Le bonus, c'était que maintenant qu'ils se connaissaient mieux, Evie et lui avaient découvert leur intérêt commun pour les sciences et les livres, et eux qui avaient passé toute leur enfance seuls et silencieux pouvaient avoir de longues discussions passionnées au repaire. C'était agréable.

Les autres bandes commençaient seulement à entrapercevoir pourquoi Mal avait recruté une princesse fragile comme troisième lieutenant. Dans l'année écoulée, Mal lui avait appris à se battre, Jay lui avait appris à manier un sabre, et Evie avait déjà été excellente en lancer de couteaux s'étant entraînée sur les arbres. A l'image de Carlos elle préférait rester à distance en cas de conflit. En échange de ces apprentissages, elle préparait des baumes cicatrisants et des potions, leur apportait de la nourriture qu'elle glanait avec ses sourires et ses marchés, leur enseignait à lire derrière les mensonges et attitudes de leurs cibles, réparait leurs vêtements et leur en confectionnait de nouveaux.

Il avait fallu du temps, comme pour eux tous, mais Evie avait trouvé sa place et Carlos n'imaginait plus leur groupe sans elle. Elle apportait de la lumière, qu'elle soit réelle ou illusion était sans importance, elle n'hésitait pas à insulter Jay quand il devenait trop arrogant, à s'asseoir tout près de Carlos quand il s'enfermait dans un de ses projets pour prétendre que Cruella ne lui avait pas fait passer une soirée horrible, même à taquiner Mal d'une voix mélodieuse quand la jeune fille devenait trop intense. Evie était un atout sur le terrain, un atout lors d'un combat, un atout lors d'une négociation, un atout lors des repos, lorsque ce n'était qu'eux.

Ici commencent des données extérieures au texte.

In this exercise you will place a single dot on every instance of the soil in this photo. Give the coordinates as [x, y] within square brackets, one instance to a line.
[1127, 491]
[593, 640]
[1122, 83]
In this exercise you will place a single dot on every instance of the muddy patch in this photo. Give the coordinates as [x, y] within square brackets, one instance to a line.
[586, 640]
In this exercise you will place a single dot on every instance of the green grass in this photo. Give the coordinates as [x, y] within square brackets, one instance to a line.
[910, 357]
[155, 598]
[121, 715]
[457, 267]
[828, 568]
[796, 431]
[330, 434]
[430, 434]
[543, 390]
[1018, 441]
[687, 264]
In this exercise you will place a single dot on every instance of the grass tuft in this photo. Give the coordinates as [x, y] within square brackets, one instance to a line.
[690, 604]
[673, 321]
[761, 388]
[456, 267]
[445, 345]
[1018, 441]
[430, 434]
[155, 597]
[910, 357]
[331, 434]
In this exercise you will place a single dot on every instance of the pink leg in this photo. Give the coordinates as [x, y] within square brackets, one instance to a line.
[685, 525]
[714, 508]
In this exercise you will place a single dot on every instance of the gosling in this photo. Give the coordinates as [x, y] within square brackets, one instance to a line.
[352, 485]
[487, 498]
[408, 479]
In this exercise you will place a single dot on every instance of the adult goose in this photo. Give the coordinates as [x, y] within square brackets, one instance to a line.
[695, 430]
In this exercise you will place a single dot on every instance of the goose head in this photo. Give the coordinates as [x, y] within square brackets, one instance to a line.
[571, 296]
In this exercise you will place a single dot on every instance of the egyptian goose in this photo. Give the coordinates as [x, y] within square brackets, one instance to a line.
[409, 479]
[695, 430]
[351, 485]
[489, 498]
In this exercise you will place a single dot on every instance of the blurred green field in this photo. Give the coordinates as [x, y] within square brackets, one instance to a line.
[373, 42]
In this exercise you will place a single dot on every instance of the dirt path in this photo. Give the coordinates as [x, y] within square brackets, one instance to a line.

Calme, posée, pétillante parfois, Evie aurait pu faire croire à n'importe qui qu'elle n'avait pas sa place parmi eux, qui rentraient régulièrement avec des bleus ou une plaie ou qui se réveillaient au milieu de la nuit en sursaut. C'était même ce qu'avaient dû croire Jay et Mal, avant. (Pas Carlos.)

Et puis il y avait eu ce matin-là, l'hiver dernier. Environ six mois après l'arrivée d'Evie parmi eux. Carlos et Jay étaient allés au repaire récupérer leurs armes pour une mission, mais ils avaient trouvé la princesse à peine consciente à l'intérieur. Pâle et brûlante de fièvre et tremblante, vomissant du sang. Pendant deux jours, Carlos avait été certain qu'elle ne se survivrait pas. Mal n'avait jamais paru aussi immobile, Jay aussi nerveux. Ils s'étaient senti inutiles, à attendre de voir si Evie se réveillerait, si elle s'en sortirait. Quand ils étaient blessés, c'était elle qui sortait des potions ou des crèmes de nulle part, qui savait lesquelles utiliser, qui soulageait la douleur, protégeait des infections, accélérait leur guérison, recousait leurs plaies parfois. Mais pour elle, pour ça, ils n'avaient rien su faire, à part être là.

Elle s'en était sortie. Et même si elle ne l'avait pas dit clairement, quand Mal lui avait demandé ce qu'il s'était passé pour qu'elle soit malade si gravement si rapidement, tous avaient soudain compris pourquoi Evie n'acceptait jamais jamais de nourriture quand quelqu'un lui en proposait spécifiquement. Elle se servait dans leur réserve, elle en volait, elle concluait des marchés pour en obtenir, mais elle ne prenait jamais le moindre aliment qu'on pouvait lui tendre gratuitement ou lui servir directement.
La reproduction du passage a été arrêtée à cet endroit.